La coscienza è sia un filtro che un giudice. Mentre la consapevolezza è la nostra capacità di
renderci conto di qualcosa senza esprimere un giudizio, la coscienza attinge
ad un vasto bacino di informazioni (memorie e stratificazioni di elaborazioni
precedenti) per esprimere giudizi e dar un senso al tutto. Sentiamo la voce interna
della coscienza ogni volta che viene espresso un commento, una realizzazione od
una ponderazione, etc. che a sua volta agisce su un diverso livello per
giudicare (criticare, etc.) il suo stesso operato. La coscienza è considerata
autonoma.
Quando la coscienza non “funziona” secondo i parametri
comuni alla maggioranza delle persone intorno a noi, ecco che usiamo etichette
per identificare le anomalie e le aberrazioni. Ma in tutto questo marasma, la
coscienza ammette la presenza e la natura del cambiamento: la comprende, la valuta e ne fa tesoro.
Il senso della coscienza è quello di proteggerci, motivarci,
e fare qualsiasi altra azione che svolga una qualche utilità per il soggetto
che ne fa uso. Si può controllare la coscienza come uno strumento, od esserne
vittima. Quando la consapevolezza è premiata, e la coscienza viene lasciata
esaurirsi, ad un certo punto la coscienza smette di riproporsi nella mente
degli individui. Chi invece sfrutta il meccanismo dell’ossessione (il
meccanismo di funzione basilare alla coscienza) può diventare schiavo dei
propri stessi paradigmi interni, siano essi pensieri, immagini, suoni, etc.
Un ossessione non
è per questo una cosa negativa. Non lo è quando è sotto controllo: ogni persona
di successo, od ogni persona che “sa far bene una cosa sola” è in un qualche
modo ossessionata da quella attività o cosa. L’ossessione è la capacità di non
stancarsi mai, e di autostimolarsi ogni qualvolta gli elementi a disposizione
sono finiti. Si differenzia dal delirio che può presentarsi sotto una forma di
privazione di elementi utili a fornire una stimolazione, od una forma di
allucinazione che aggiunge elementi inesistenti alla realtà intorno a noi.
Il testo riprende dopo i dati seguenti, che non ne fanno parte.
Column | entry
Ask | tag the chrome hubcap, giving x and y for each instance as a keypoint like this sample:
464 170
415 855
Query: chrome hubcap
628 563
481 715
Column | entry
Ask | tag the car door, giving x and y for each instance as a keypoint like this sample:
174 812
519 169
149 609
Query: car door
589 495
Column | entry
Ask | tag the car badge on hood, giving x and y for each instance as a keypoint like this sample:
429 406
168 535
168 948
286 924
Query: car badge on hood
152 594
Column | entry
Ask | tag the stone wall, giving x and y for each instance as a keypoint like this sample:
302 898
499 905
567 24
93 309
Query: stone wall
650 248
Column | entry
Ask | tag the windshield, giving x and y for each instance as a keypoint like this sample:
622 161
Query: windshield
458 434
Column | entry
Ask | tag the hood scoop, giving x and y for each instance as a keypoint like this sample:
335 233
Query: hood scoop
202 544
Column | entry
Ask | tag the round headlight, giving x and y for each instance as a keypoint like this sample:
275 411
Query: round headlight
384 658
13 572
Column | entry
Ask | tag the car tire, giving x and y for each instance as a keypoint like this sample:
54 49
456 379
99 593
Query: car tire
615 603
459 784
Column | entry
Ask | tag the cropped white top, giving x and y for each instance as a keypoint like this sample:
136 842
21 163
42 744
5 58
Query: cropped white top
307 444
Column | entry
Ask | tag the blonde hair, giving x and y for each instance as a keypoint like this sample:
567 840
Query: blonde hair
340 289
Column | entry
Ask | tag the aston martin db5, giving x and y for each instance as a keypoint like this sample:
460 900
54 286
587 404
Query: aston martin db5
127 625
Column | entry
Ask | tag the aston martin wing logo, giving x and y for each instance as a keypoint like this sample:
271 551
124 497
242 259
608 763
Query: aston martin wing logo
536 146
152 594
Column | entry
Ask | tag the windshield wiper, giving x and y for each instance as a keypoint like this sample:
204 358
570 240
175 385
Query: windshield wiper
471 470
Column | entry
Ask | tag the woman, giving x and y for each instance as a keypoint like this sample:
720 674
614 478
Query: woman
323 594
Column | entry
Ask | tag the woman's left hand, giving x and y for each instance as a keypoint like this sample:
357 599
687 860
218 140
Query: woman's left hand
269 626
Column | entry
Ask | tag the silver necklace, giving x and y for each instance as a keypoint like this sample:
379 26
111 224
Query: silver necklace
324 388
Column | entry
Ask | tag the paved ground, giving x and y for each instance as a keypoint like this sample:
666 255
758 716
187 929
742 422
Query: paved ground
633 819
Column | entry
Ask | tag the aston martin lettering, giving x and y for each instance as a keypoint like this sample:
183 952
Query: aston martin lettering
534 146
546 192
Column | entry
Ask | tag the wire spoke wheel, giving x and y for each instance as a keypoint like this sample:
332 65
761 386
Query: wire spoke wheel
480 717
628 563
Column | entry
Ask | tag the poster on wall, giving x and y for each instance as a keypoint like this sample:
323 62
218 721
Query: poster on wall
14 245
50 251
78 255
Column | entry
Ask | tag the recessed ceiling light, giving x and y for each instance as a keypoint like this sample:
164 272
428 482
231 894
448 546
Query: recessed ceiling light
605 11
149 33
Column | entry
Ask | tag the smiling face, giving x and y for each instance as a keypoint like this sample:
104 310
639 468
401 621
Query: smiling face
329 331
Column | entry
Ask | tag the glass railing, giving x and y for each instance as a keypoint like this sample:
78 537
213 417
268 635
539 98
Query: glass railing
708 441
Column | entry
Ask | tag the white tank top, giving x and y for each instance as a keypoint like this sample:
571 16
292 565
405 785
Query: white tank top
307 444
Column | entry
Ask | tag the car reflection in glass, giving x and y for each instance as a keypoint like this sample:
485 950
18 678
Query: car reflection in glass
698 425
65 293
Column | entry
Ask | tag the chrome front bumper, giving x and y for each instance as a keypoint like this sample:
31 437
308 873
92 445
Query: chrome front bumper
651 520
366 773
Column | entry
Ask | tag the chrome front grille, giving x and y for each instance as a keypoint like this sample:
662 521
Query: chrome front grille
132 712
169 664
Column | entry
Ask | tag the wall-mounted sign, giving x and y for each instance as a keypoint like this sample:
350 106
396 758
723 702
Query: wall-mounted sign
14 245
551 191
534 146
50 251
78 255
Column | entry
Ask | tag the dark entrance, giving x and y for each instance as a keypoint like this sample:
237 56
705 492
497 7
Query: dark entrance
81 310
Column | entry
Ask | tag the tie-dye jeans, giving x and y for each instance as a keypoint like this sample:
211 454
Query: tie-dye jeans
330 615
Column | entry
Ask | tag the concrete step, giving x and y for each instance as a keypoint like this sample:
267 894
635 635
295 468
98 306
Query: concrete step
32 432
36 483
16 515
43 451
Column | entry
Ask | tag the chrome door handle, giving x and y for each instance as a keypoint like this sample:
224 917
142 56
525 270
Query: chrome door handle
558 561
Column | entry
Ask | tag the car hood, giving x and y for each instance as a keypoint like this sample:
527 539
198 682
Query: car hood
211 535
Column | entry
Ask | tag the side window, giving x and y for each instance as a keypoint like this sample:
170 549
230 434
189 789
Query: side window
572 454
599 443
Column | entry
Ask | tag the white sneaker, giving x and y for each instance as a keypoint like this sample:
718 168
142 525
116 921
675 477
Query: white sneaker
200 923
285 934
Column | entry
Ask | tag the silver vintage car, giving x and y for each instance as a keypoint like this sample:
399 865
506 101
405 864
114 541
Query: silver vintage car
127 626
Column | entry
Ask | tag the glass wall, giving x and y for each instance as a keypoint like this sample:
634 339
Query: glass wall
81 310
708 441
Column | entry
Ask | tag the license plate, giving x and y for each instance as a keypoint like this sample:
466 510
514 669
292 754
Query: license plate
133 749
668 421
Cosa c’entrano la coscienza, l’ossessione ed il cambiamento?
Sono parti fondamentali della nostra natura. Chi fallisce nel riconoscere la differente natura delle parti in gioco
(cioè chi non percepisce tali concetti come estremamente diversi l’uno dall’altro
sia per forma che per contenuti) è una persona che non può vivere serenamente
nel nostro mondo. La nostra realtà ci mette di fronte a continui cambiamenti, e
per certi versi un attaccamento ingiustificato al passato è sbagliato quanto un
ingiustificato attaccamento al perpetuo rinnovo.
L’equilibrio
trovato tra il cambiare ed il fare le stesse cose determina la nostra qualità
della vita. E purtroppo, troppe persone falliscono nel trovare un equilibrio
che abbia un senso che si integri nella realtà che stiamo vivendo. Le persone italiane
di oggi vogliono un cambiamento ma sono ossessionati dalle loro paure al punto
da desiderare che il cambiamento avvenga per cause esterne, e mai per conto di
azioni che debbano essere oggetto di seria critica della propria coscienza. La
nostra società è basata sullo scarto della responsabilità. La
maggioranza delle persone vivono schiave di una coscienza volta a negare ogni
comportamento che miri al cambiamento. In altre parole, le persone sono
ossessionate da una coscienza che distrugge se stessa attraverso l’eliminazione
dei significati legati ad un confronto di diversi fattori. Chi vive questo
periodo storico del nuovo millennio vuol far finta di aver ereditato (quando
non è logico pensare che tale meccanismo interno possa essere attribuibile solo
ad azione esterna) una coscienza ossessionata da rigettare il cambiamento.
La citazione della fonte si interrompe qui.